Le ricerche, coordinate dall’unità navale e da quella subacquea della polizia, proseguono senza sosta. La vicenda solleva interrogativi già emersi in Europa, dove l’Italia discute da anni i limiti degli inseguimenti su strada: il bilanciamento tra efficacia repressiva e sicurezza pubblica resta un nodo spinoso per ogni democrazia. L’eco dell’accaduto si intreccia con un altro caso che agita la provincia dell’Ontario: a Hamilton, le forze dell’ordine sono a caccia di Sultan Aldarwish, un diciottenne evaso dalla custodia mentre era ammanettato.
Arrestato nella notte per inadempienza a un ordine di scarcerazione legato a furti in negozio, il giovane è riuscito a fuggire nei pressi di Main Street East e Grant Avenue, nonostante il dispiegamento di unità cinofile.
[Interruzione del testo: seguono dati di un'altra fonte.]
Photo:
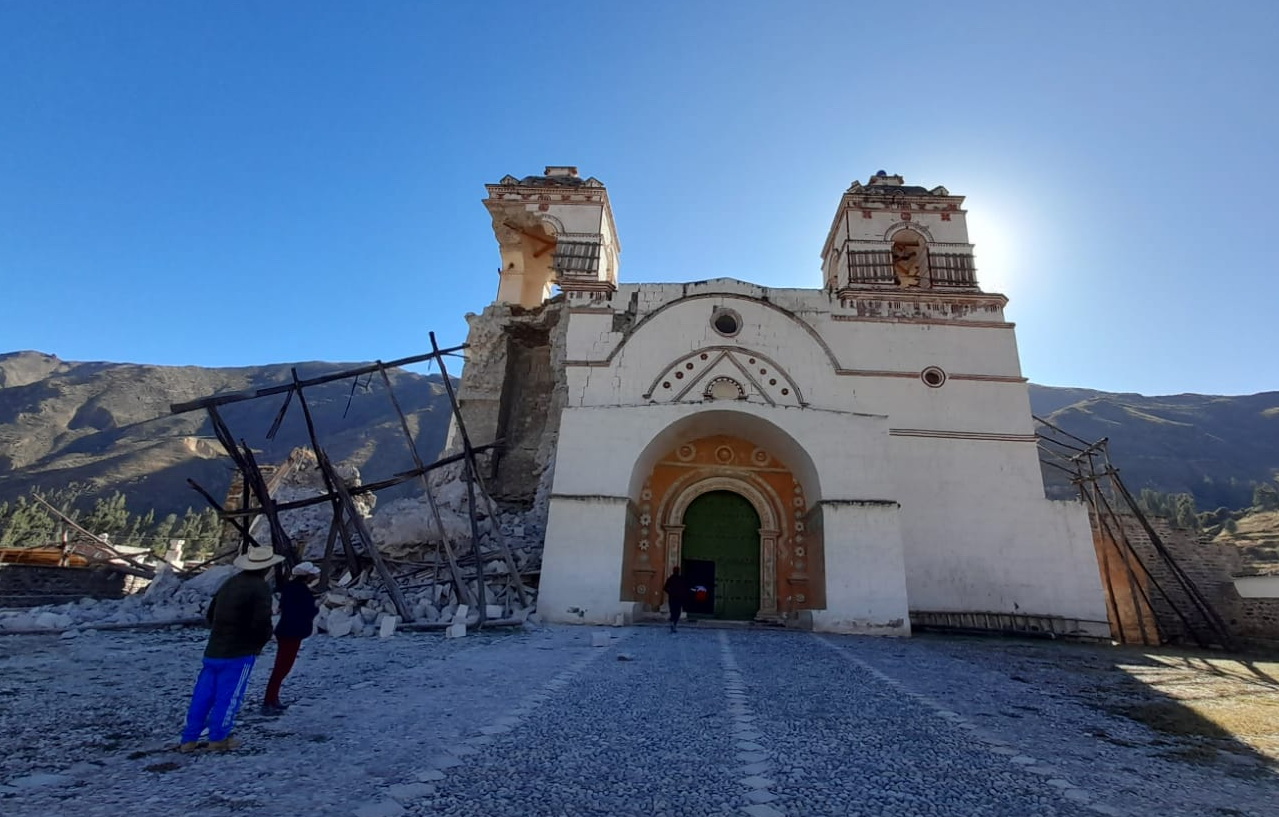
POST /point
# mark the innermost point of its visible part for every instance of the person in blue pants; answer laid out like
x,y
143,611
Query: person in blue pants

L’episodio mette in luce le vulnerabilità dei sistemi di detenzione temporanea, un tema che a Bruxelles viene affrontato con crescente attenzione nel quadro delle linee guida europee sulle misure cautelari. Spostandoci sulla costa atlantica, in Nuova Scozia, la polizia a cavallo ha invece denunciato un uomo della contea di Kings per fuga e guida pericolosa.
Il 13 aprile, un agente del Southwest Nova Traffic Services aveva tentato di fermare una Hyundai Accent grigia a Kentville: il conducente, destinatario di un mandato provinciale, ha accelerato senza esitazione, costringendo l’agente a interrompere l’inseguimento per non mettere a repentaglio i passanti. La vettura è stata poi rintracciata poco dopo e l’uomo fermato. La scelta di non inseguire – adottata anche in molti Paesi europei come misura di prevenzione – viene qui riproposta come modello da seguire, mentre l’opinione pubblica canadese guarda con apprensione a una settimana che ha visto tre incidenti in pochi giorni.
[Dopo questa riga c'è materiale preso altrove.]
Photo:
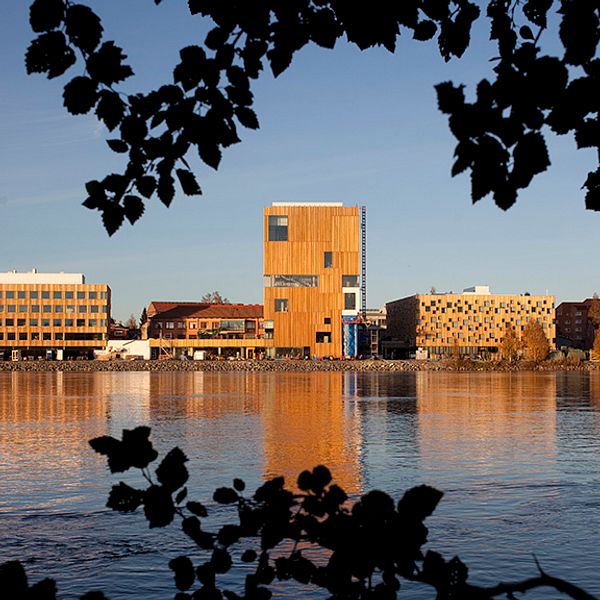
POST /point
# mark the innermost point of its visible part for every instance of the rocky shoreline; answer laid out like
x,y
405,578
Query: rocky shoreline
x,y
292,365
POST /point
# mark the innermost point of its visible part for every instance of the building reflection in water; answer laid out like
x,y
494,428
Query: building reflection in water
x,y
297,420
481,423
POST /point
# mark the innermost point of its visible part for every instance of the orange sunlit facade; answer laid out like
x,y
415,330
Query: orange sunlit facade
x,y
312,269
42,312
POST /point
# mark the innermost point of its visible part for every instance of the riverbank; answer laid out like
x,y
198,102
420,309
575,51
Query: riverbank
x,y
293,365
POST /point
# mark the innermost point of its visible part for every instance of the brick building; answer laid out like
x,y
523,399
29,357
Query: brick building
x,y
573,326
218,329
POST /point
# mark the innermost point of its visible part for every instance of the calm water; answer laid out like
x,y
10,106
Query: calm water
x,y
517,455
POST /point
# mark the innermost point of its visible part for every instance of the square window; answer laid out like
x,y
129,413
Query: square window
x,y
350,280
278,226
281,304
350,301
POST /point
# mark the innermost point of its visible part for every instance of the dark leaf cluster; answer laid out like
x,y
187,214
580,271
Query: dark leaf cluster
x,y
366,548
500,135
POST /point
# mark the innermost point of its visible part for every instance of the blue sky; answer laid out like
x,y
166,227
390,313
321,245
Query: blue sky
x,y
362,128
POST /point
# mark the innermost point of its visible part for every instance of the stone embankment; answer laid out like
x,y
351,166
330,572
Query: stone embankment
x,y
291,365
Per gli analisti di Ottawa, questi eventi impongono una riflessione urgente: come conciliare il dovere di far rispettare la legge con la tutela della vita dei cittadini e degli stessi agenti? In Italia, la discussione sui protocolli di inseguimento della polizia stradale resta aperta, e casi analoghi potrebbero fornire spunti per una riforma che metta al centro il principio di proporzionalità. Il futuro prossimo dirà se il Canada – e con esso l’Europa – saprà trarre lezioni da queste drammatiche cronache.